Vladimir Poutine n'a que la guerre à offrir, rien d'autre

Dima ajoute que Vladimir Poutine ne peut offrir aux Russes que la guerre et rien d'autre. Selon l'humoriste, le président russe n'a aucun moyen de revenir en arrière, aucun moyen de s'en sortir, même si on lui proposait un accord de paix. Il ajoute que "Vladimir Poutine prend au sérieux les pays baltes", Dima pensant qu'ils sont également sur la liste d'invasion russe. "Et il déteste la Pologne. Nous devons le prendre au sérieux".

Dans l'un de ses spectacles, il plaisante sur le fait qu'en tant qu'humoriste ukrainien, le public d'Europe occidentale et le public d'Europe de l'Est ont des attentes très différentes en ce qui concerne ses blagues sur la Russie.
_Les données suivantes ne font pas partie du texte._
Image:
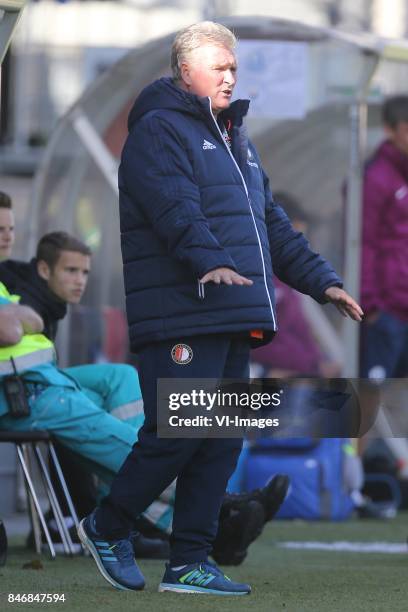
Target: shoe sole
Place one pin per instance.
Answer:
(163, 586)
(87, 542)
(275, 495)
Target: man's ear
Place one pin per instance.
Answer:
(43, 270)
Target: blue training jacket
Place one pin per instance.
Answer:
(188, 205)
Dima sait qu'avec l'inflation et la crise du coût de la vie, la qualité de vie quotidienne s'est détériorée pour la plupart des gens, même en Europe occidentale : "Mais au moins, ici, les gens ne sont pas tués".

"J'espère que les choses s'arrangeront d'elles-mêmes comme par magie. Mais oui, prenons les choses au sérieux, les gars", conclut-il.